Screening without treatment does not prevent cervical cancer. If a client screens positive, then treatment (immediately or after further evaluation) must be provided to prevent progression of pre-cancer to cancer. The areas of the cervix that have been identified as abnormal can be removed either by ablation or excision. Ablation is the destruction of the abnormal tissue by freezing with a probe (cryotherapy) or using heat (thermal ablation). Excision involves surgically removing the abnormal tissue using large-loop excision of the transformation zone (LLETZ) or cold knife conization (CKC). Only excisional treatment will result in a tissue specimen for histological examination. Ablation is less effective for larger growths, but excision requires more extensive training and use of local anesthesia on the cervix. No hospital stay is needed for either type of treatment. Both treatments are generally well-tolerated and effective, and every effort should be made to provide treatment at the same facility where screening occurs, and at the same visit when screening occurs. Before treatment, women who have not yet been screened with VIA should be visually inspected using acetic acid to determine transformation zone type, rule out suspected cervical cancer, and determine eligibility for ablation. After treatment, women need to be followed up at 1 year.

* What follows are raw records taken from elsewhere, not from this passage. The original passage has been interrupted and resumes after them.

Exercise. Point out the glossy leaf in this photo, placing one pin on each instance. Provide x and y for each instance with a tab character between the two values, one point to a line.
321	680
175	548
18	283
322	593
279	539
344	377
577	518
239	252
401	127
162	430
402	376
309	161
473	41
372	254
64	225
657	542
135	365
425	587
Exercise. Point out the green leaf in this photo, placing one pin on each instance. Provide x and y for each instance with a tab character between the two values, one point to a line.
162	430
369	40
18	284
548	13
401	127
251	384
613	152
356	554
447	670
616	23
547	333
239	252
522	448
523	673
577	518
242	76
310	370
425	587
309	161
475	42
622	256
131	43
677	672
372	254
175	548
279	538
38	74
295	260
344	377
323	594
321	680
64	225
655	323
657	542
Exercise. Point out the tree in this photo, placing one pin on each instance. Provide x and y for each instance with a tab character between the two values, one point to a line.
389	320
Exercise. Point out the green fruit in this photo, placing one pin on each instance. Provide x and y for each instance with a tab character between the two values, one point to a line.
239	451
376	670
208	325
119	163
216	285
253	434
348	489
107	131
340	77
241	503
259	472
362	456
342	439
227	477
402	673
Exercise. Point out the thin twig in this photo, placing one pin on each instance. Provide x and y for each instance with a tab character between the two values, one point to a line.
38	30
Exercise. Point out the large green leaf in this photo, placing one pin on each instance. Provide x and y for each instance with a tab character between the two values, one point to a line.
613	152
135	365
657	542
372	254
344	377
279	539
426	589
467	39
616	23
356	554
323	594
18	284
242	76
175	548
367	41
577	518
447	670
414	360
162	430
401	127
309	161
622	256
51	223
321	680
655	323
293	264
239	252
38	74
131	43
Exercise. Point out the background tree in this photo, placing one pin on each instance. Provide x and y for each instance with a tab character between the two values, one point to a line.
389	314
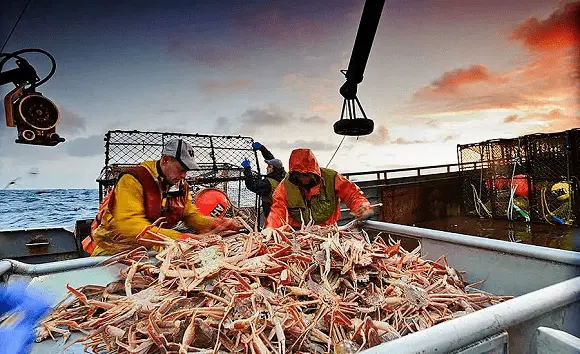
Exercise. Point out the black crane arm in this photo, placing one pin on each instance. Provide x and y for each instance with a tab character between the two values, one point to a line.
362	47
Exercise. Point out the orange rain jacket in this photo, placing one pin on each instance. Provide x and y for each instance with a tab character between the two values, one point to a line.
304	161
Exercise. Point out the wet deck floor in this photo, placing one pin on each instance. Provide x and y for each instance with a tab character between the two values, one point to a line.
554	236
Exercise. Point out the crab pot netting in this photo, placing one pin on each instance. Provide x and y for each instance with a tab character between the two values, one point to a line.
219	158
548	162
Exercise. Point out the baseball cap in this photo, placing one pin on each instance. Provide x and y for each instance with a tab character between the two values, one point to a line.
182	152
274	163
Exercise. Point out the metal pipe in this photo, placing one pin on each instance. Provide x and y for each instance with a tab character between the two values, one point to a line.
454	334
4	266
544	253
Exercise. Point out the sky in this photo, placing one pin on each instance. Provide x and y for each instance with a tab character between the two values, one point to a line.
440	73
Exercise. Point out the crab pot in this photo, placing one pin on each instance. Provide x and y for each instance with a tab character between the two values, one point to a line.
551	300
218	156
544	167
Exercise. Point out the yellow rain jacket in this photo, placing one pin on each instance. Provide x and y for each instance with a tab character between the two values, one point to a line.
119	227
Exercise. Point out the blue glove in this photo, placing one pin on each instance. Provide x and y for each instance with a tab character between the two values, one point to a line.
18	338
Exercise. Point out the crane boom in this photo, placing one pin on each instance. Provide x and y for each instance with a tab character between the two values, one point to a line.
362	47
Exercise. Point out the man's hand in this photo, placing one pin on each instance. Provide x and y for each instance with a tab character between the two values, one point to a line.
364	212
231	224
222	224
18	338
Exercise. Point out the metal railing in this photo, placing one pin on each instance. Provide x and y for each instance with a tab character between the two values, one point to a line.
419	171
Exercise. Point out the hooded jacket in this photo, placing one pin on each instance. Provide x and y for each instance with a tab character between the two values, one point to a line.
345	191
264	187
126	218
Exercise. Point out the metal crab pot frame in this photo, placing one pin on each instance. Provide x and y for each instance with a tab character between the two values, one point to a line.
219	158
545	281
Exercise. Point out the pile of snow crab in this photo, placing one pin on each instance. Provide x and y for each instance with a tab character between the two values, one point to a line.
318	289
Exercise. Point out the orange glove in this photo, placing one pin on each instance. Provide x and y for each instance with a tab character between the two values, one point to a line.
229	224
186	236
364	212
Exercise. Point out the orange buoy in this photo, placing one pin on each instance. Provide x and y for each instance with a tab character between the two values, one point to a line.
521	183
211	202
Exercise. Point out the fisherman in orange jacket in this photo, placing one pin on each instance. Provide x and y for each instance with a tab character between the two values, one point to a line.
312	193
143	194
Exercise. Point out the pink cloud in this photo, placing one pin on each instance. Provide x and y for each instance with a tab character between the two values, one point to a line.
559	31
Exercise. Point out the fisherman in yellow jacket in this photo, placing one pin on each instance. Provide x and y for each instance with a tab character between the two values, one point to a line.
143	194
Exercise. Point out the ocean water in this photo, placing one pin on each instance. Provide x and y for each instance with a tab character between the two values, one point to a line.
32	208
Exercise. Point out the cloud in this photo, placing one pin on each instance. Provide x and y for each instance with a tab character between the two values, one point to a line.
312	120
249	31
379	137
321	93
547	81
559	31
315	145
233	85
511	118
555	120
452	80
89	146
255	119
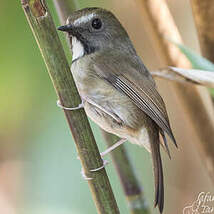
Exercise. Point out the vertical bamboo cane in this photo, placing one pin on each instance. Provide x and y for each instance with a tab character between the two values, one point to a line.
48	41
133	191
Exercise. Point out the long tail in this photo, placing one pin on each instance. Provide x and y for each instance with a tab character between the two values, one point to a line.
157	167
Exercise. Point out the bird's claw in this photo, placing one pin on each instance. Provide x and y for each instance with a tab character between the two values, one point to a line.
81	105
105	162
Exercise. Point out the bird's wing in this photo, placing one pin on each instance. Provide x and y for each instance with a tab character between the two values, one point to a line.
133	79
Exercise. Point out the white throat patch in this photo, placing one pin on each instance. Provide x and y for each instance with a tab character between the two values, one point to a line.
77	48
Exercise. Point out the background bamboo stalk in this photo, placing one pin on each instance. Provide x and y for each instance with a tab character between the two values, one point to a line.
44	31
203	12
196	102
132	189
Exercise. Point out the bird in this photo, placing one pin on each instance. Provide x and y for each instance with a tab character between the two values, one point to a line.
118	92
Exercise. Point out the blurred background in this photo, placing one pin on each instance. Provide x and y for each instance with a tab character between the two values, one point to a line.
39	170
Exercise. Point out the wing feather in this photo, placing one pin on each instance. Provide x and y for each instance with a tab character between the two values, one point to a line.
138	85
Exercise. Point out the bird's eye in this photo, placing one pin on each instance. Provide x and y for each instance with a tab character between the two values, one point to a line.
96	24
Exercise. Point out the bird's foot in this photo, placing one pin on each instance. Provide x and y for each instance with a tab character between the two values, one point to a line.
81	105
105	162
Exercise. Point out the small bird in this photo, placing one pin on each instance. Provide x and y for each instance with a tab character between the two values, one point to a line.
117	90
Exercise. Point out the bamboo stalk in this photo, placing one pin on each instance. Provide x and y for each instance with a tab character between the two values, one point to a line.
203	12
132	189
196	102
44	31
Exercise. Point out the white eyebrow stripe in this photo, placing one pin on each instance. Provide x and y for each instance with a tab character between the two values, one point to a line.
84	19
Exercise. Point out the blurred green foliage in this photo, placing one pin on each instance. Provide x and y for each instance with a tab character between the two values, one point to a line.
36	129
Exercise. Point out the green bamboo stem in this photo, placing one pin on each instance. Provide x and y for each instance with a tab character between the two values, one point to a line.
45	33
132	189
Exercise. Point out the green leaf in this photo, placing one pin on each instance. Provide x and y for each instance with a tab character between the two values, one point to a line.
197	61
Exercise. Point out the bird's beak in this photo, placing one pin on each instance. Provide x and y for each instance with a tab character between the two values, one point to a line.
66	28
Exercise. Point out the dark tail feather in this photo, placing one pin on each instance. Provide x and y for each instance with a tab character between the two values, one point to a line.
165	146
158	170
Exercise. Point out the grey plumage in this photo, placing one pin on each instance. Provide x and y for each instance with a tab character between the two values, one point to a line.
119	91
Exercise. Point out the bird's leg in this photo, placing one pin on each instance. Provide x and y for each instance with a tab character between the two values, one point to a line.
81	105
105	162
111	148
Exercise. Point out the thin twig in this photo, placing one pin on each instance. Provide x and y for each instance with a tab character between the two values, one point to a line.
134	194
203	12
193	76
44	31
193	99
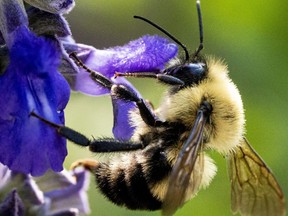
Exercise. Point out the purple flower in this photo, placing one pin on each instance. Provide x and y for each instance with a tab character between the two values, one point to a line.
30	82
148	53
63	193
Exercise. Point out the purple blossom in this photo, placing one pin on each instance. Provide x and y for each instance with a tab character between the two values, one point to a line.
148	53
30	82
63	193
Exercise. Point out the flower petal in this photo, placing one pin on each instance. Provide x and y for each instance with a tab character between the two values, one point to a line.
12	205
32	83
64	192
148	53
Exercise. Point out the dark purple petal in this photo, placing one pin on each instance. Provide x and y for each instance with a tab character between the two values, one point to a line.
32	83
148	53
53	6
12	205
72	195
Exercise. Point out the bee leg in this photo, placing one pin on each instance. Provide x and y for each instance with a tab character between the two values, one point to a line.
95	145
163	78
124	93
95	76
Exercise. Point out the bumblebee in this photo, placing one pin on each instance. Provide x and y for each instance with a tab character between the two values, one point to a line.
165	164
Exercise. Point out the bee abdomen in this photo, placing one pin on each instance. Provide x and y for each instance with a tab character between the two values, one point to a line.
128	183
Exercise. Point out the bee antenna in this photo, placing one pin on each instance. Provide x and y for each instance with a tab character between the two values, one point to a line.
168	34
200	47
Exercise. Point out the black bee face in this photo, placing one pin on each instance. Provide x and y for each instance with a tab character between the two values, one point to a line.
189	73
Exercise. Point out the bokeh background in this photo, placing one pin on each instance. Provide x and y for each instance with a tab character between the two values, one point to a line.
252	38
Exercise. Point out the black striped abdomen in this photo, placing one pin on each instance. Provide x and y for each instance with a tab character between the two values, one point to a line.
127	180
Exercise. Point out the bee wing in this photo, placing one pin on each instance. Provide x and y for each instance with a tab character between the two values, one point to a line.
254	189
185	163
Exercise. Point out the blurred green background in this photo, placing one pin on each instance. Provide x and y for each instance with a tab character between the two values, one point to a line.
252	38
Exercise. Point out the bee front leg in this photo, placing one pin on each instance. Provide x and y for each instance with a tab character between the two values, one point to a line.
124	93
95	145
88	164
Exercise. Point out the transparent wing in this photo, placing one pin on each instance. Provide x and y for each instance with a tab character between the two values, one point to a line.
254	189
181	183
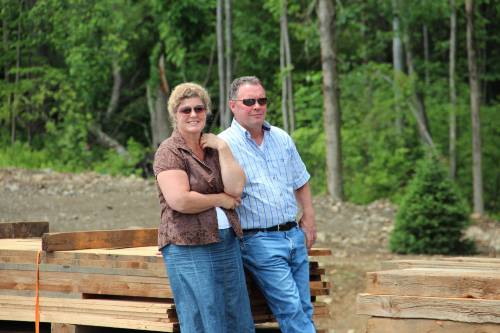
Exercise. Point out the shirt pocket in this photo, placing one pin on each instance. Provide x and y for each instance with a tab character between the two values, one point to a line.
280	169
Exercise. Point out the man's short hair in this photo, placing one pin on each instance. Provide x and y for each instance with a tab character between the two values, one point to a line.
237	83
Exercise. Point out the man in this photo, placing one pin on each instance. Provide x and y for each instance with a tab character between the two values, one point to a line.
274	246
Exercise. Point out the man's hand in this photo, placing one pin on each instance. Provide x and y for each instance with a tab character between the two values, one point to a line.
309	227
209	140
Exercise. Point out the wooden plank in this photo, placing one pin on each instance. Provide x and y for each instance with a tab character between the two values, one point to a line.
461	283
118	314
23	229
456	263
394	325
456	309
61	241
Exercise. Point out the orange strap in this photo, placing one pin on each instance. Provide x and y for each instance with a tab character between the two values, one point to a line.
37	283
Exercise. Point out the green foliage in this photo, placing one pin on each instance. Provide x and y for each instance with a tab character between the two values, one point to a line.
115	164
432	216
58	60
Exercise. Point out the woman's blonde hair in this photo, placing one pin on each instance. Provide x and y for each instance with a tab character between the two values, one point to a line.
187	90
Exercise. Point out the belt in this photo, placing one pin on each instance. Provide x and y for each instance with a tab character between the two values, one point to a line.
280	227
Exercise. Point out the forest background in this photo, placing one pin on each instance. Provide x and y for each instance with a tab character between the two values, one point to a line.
85	82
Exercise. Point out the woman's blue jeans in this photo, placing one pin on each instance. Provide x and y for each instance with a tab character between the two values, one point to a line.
209	286
279	263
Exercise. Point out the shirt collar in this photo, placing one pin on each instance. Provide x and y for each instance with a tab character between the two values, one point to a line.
243	131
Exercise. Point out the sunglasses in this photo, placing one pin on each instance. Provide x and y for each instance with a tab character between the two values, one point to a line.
251	101
197	109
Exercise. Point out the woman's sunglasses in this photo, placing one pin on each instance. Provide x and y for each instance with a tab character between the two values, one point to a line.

Vaccine Available for Prevention

In the mid-2000s, the European Union and the United States Food and Drug Administration approved 2 vaccines against cervical cancer, pre-cancer, and genital warts. Both of these vaccines protect against HPV types 16 and 18, which cause over 70% of cervical cancers. Cervarix protects only against those 2 HPV types, while Gardasil also protects against infection by HPV types 6 and 11, which cause 90% of genital warts. Both vaccines are most effective when administered to clients before they become sexually active. In 2018, Gardasil-9 became available; this newer HPV vaccine protects against an additional 5 types of HPV types that cause another 20% of cervical cancers. Recently, Cecolin, an HPV vaccine manufactured in China, has also received WHO Prequalification.